Hash Table and Scopes

For the Complier it was decided to use a hash table for the symbol table due to hash tables having fast lookup speeds. Hash tables are arrays paired with a hash function that uses symbol names to calculate the index of the array where the symbol is to be stored:

The hash function calculates the index to store the symbol by summing the decimal values of the ASCII characters in the symbol name, then taking the remainder of the sum divided by the size of the hash table’s array. See below for the function used to calculate the index of the hash table to store a symbol:

unsigned int hash(char* key) {
	unsigned int hashval = 0;

	// sum ASCII values of characters
	while (*key) {
		hashval += *key;
		key++;
	}
	return hashval % COLUMN_SIZE; // return modulo on size of table
}

It is possible to have what is called a collision where the same index is calculated for different symbol names. In this case a linked list is created at that index of the hash table. For example, say val1 and val2 ended up having the same index calculated from the hash function, the table would look like the figure below:

This allows for multiple values to be stored at a single index of the hash table. The downside of collisions is that they increase the lookup time as the Compiler must perform a linear search of each entry of the linked list to look for specific a symbol name.

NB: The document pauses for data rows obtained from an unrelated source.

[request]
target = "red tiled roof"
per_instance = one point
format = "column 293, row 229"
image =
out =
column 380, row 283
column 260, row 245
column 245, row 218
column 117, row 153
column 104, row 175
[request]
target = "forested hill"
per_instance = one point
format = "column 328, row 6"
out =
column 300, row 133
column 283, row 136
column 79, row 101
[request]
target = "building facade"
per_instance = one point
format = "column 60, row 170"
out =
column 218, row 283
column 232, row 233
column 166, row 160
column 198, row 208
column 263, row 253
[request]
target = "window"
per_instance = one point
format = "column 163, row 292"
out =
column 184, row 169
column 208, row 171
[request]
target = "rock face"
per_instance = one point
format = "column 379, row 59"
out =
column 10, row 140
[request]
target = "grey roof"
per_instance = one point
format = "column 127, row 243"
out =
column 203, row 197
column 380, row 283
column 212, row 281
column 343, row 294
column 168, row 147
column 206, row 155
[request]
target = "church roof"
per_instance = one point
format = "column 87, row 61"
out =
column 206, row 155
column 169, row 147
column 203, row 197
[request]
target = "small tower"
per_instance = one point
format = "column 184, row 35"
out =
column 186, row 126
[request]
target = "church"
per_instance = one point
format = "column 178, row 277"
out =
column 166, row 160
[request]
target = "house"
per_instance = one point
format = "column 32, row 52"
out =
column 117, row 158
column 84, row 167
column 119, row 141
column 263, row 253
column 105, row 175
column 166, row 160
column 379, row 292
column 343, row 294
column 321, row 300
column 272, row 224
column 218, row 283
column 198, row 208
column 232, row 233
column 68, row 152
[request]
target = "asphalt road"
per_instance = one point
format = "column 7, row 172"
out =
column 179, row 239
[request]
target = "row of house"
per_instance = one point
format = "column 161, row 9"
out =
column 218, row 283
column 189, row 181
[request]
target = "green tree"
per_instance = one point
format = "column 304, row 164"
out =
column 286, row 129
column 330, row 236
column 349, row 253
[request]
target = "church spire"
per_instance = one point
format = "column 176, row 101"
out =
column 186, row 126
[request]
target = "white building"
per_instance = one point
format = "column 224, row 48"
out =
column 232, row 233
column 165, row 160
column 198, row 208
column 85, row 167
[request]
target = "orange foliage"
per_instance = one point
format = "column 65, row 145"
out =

Another important thing to consider is that a C program can have multiple symbols that share a name if they are in different scopes of the program. This will cause a collision issue as the same index will be calculated for each symbol; however, the names of the symbols will be the same so a search through a linked list cannot be used as done before . To overcome this, it was decided to give each scope of the program it’s own symbol table.

Each scope contains the next scope, the previous scope, sub scope, the scope number (global would be 0, number increases the further away it is from the global scope), and a symbol table:

// Addition to symtab.h
typedef struct scope
{
	struct scope* next;
	struct scope* prev;
	struct scope* sub_scope;
	int scope_num;
	symbol_t** table;
}scope_t;

Functions were created to initialize, increment, and decrement scopes:

// Addition to symtab.c
scope_t* init_scope() {
	// allocate memory
	scope_t* scp = (scope_t*)calloc(1, sizeof(scope_t));
	scp->next = NULL;
	scp->prev = NULL;
	scp->sub_scope = NULL;
	scp->scope_num = curr_scope;
	scp->table = (symbol_t**)calloc(COLUMN_SIZE, sizeof(symbol_t*));
	return scp;
}

void incr_scope() {
	scope_t* scp = init_scope();
	current_scope->next = scp;
	scp->prev = current_scope;
	current_scope = scp;
	curr_scope++;
}

extern void decr_scope() {
	current_scope = current_scope->prev;
	curr_scope--;
}

The main function was updated to create a global and main scope:


// Addition to main.c
int curr_scope = 0;
int curr_sub_scope = 0;
int ROW_SIZE = 10;
int COLUMN_SIZE = 20;
float RESIZE = 0.5;

scope_t* current_scope;
scope_t* global_scope;
scope_t* main_scope;

int main(int argc, char* argv[]) {
	global_scope = init_scope();
	current_scope = global_scope;
	incr_scope();
        ...

The Parser was also updated to increment the scope whenever the grammar for a function is encountered (note, may need to add the incr_scope() function in other areas of the Parser as the grammar of the Compiler grows):

// Addition to Parser.y
functions:
functions function {
	AST_Node_StateList* temp_funclist = (AST_Node_StateList*) $1;
	$$ = new_ast_statelist_node($1, $2, temp_funclist->statement_cnt + 1); 
}
| function  { 
	incr_scope();
	$$ = new_ast_statelist_node(NULL, $1, 1); 
}
;